The correlation analysis between macronutrients and microbiota showed that higher protein consumption was negatively associated with the abundance of Bifidobacterium, Alistipes, and Romboutsia. Inversely, this macronutrient showed a positive association with Ruminococcus (torques group), Subdoligranulum, and Dorea. The intake of lipids was found to have a negative association with Escherichia/Shigella and a positive association with Streptococcus. Carbohydrates showed most of the positive correlations, concretely with Bacteroides, Lactobacillus, Megasphaera, Anaerostipes, and Roseburia. In contrast, carbohydrates were negatively associated with Veillonella, Eubacterium, Subdoligranolum, Faecalibacterium, Fusicatenibacter, and Klebsiella. Fibre showed a positive association with Bacteroides, Roseburia, Clostridium, Alistipes, and Dialister, while Ruminococcus (torques group), Blautia, and Klebsiella were negatively associated with dietary fibre.

4. Discussion

This study has addressed for the first time the impact of diet on colonic microbiota in children with CF and its food-group origin. The results have enabled the identification of those dietary components and food groups associated with faecal-beneficial and pathogenic bacterial genera.
First, the analysis of the diet has confirmed that our cohort adhered to the “high-fat and high-energy” diet, as evidenced by the energy intake within 110–200% as compared to the healthy population and the total lipid intake being higher than the currently recommended 35–40% for nutrition in CF [32]. Additionally, the results confirm the findings of previous studies [21], that energy and fat intake were achieved at the expense of an unhealthy lipid profile (>10% of SFA) [33,34], a high intake of simple carbohydrates, and a high representation of food groups like snacks and sweets or refined cereals [35].

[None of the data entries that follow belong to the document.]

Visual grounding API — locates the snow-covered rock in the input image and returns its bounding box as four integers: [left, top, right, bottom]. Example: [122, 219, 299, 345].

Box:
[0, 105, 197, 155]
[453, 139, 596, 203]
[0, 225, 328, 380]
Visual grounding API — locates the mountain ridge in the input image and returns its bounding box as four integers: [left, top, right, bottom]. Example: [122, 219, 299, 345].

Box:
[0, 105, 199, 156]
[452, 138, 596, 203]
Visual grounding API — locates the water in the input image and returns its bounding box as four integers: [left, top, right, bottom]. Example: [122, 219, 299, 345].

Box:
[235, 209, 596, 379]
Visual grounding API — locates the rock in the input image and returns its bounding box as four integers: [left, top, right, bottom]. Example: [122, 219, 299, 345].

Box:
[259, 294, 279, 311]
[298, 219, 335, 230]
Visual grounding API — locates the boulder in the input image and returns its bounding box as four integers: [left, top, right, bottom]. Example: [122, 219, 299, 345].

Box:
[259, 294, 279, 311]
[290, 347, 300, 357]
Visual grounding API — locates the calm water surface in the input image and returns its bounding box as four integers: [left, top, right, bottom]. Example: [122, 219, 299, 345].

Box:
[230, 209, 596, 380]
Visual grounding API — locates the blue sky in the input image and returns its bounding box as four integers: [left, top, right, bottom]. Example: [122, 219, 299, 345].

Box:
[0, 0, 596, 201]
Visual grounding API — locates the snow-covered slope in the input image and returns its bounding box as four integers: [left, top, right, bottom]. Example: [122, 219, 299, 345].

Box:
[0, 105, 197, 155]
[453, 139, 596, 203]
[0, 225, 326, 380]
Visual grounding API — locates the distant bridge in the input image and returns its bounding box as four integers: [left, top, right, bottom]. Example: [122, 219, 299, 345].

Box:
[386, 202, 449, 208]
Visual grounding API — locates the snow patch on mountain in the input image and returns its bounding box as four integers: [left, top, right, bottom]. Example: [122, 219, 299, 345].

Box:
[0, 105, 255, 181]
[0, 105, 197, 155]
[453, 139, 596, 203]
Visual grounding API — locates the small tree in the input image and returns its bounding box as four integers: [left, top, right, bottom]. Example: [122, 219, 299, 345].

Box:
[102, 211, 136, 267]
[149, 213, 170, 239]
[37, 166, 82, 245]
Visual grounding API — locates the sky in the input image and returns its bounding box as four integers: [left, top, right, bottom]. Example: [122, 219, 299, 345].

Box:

In terms of dietary fibre, the recommended intake by age was not met in most of the cases. This result is supported by the fact that relevant fibre sources, such as nuts or whole-grain cereals, contributed only in minoritarian proportions, and fruit and vegetables were not the major sources either. Indeed, fibre intake was achieved mainly from the intake of refined cereals, a group characterised by the low content of dietary fibre. This result is evidence that low-fibre foods are overconsumed. Altogether, the study findings suggest that the “high-fat, high-energy” diet is unsuitable for promoting healthy sources of dietary fibre, which could contribute to dysbiosis in colonic microbiota [36,37].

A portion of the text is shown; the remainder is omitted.